5 questions in mental health counseling – and life


Dedicated to my friend and colleague Pat Irving to whom I first told the story.

I’m 80 years old and I’ve been writing for over 60 years—first in systems engineering, later in advanced technology, and more recently in public health policy for the regulation of pain medicine. At this stage of my life, some of my writing is introspective, in an attempt to extract and share “lessons learned” with others. Thus, these five questions.

When I graduated with my bachelor’s degree in electrical engineering in 1967, there was a war on. It was clear that if I didn’t volunteer, I could become a “grunt” hauling a rifle around the rice paddies of Vietnam. Some of my classmates didn’t come home from that war.

The Air Force was happy to enroll me in officers training school. To my surprise, 40 soon-to-be second lieutenants in my class were offered full fellowships to return to school for graduate degrees. The Air Force wanted to keep us, and we signed on for a two-year service commitment for each year in school. I would then become a staff officer in military acquisition management and national military intelligence. I would also be sent back for a PhD at UCLA under the same arrangements.

The arrangement seemed fair at the time and it wasn’t unusual. In the 1960s and since, technical schools of the Armed Forces trained more technicians and sent more officers and senior enlisted people through graduate school than the top ten U.S. universities combined. It isn’t going too far to say that a lot of civilian technology and progress was created by these people.

Contrary to impressions that many Americans have these days of service life, military leadership has never been primarily about ordering people around or swarming across beaches under fire, John Wayne style. Through 21 years and multiple exposures in professional military education, it was drilled into me that the first duty of military leaders is to teach mental discipline and focus, to empower our people and help them develop life competencies. The military mission does matter and can sometimes involve very hazardous conditions. But “take care of your people and they’ll take care of you” is a fundamental value in the mission.
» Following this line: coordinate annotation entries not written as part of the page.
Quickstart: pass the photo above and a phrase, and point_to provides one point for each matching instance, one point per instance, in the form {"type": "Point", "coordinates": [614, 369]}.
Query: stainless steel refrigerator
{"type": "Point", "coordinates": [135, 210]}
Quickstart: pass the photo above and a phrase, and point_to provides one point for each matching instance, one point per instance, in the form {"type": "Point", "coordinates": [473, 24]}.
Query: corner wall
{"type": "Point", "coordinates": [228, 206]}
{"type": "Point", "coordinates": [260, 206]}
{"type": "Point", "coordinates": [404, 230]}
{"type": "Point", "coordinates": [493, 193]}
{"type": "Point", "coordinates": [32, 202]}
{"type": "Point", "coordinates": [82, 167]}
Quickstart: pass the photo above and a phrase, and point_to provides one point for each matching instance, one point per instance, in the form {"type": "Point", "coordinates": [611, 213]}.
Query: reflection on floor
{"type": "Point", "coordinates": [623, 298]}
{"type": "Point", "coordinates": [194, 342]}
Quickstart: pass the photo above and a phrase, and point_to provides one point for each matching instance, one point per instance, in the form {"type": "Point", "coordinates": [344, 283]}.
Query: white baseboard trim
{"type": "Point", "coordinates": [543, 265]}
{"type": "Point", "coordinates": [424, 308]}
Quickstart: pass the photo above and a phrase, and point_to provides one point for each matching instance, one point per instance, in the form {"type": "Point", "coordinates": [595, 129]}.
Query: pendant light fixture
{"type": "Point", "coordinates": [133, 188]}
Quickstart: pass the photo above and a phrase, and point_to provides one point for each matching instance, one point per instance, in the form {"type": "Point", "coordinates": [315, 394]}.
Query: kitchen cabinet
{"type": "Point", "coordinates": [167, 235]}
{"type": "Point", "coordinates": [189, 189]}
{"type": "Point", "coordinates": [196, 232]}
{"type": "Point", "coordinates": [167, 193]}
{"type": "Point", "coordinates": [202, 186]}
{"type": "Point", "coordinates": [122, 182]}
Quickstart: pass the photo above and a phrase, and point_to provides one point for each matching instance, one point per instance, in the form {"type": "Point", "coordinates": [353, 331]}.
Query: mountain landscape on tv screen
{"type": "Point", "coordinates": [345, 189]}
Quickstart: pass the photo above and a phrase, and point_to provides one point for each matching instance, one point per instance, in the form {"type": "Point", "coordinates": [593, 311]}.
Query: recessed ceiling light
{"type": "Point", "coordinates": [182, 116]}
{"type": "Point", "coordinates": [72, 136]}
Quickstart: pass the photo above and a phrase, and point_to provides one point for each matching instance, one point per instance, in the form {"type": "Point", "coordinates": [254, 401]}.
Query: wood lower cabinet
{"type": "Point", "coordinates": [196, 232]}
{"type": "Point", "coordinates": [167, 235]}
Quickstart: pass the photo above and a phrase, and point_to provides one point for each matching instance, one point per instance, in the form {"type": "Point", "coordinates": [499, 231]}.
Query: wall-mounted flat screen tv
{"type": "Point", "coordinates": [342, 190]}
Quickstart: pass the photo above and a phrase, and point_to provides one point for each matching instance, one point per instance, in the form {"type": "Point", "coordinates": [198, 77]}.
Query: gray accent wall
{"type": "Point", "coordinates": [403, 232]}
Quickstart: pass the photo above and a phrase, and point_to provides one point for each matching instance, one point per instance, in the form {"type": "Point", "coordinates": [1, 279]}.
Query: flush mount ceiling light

Inevitably, not every junior enlisted person is happy to find themselves on a military base and rising in the mornings to the sound of reveille. Though young people are no longer drafted into service, some will bring along emotional or educational baggage, leading to adjustment problems. U.S. services spend considerable money training young people. So military leaders are expected—and trained—to work at preserving such investments and counseling their people to perform well in the circumstances where they find themselves.

We do not always succeed, but we try—and probably with far more consistency than in civilian life.

During my military career, training in employee counseling was focused on a series of five questions administered during a one-hour interview, sometimes with participation by an intermediate NCO supervisor who was more familiar with the interviewee and their adjustment issues.

“What brings you into my office?” There is often an overtone of being “called on the carpet” in such sessions. The interviewee’s participation is not always voluntary. Likewise, the interviewee may not have a clear mental picture of what “their problem” actually is or even that it is “their” problem. The objective of the first question is to clarify and de-personalize the problem in order to remove emotional resistance to imagining needed changes.

“What have you been doing about this?” Again, the objective is to engage the interviewee in self-examination of their behavior and the responses of others. If someone won’t recognize that a problem exists, then they won’t participate in solving it.

Participation is empowering for individuals. Unconsidered or reflexive resistance isn’t.

“How has that been working out for you?” Although the question might seem borrowed from the ministrations of Dr. Phil, it is highly pertinent. The central principle is that if something we are doing isn’t working, then something has to change—and we have to be the ones to change it.

“So what are you going to change?” The assumption is that the interviewee has the power to change and therefore an obligation to define what changes they will embrace. Nobody “does it for us” if we’re to get something lasting and positive from the process. We do change for ourselves and own it. This is no less true of employment counseling than of deeper psychological therapy.

“How will I know your results?” Especially in the early stages of change, “the road to hell is paved with good intentions.” In isolation from actual outcomes, intentions are not enough. Change often involves extended learning, with periodic progress evaluation or additional objectives. To evaluate progress, one needs defined milestones. Who is going to do what? When will it happen? How will we know it has been successful?

It might be complained that this process is untimely or even coercive. Likewise, the military may seem like a unique environment where there is much more power to compel behavior. However, I observe that neither of these ideas is true. The results of bad behavior while on active duty in the military may be more “official” and longer lasting than in a civilian workplace. But the employee can still get fired. That’s always consequential.

Likewise, an old and well-proven principle is no less true in civilian employment than in the military: “Ninety percent of your discretionary time will be spent on ten percent of your people.”

If you think you can’t spend that time or don’t know how to do so productively, then you will eventually limit your own promotion potential. You’re not a trained therapist, and some employee issues may need therapeutic support. But your job as a supervisor is to recognize what you can do, do what you can, and help your people find other resources when they need them.

The same principles may usefully apply when we change “you” to “me” or “I” in the five questions.

Richard A. Lawhern is a patient advocate. Pat Irving is a nurse.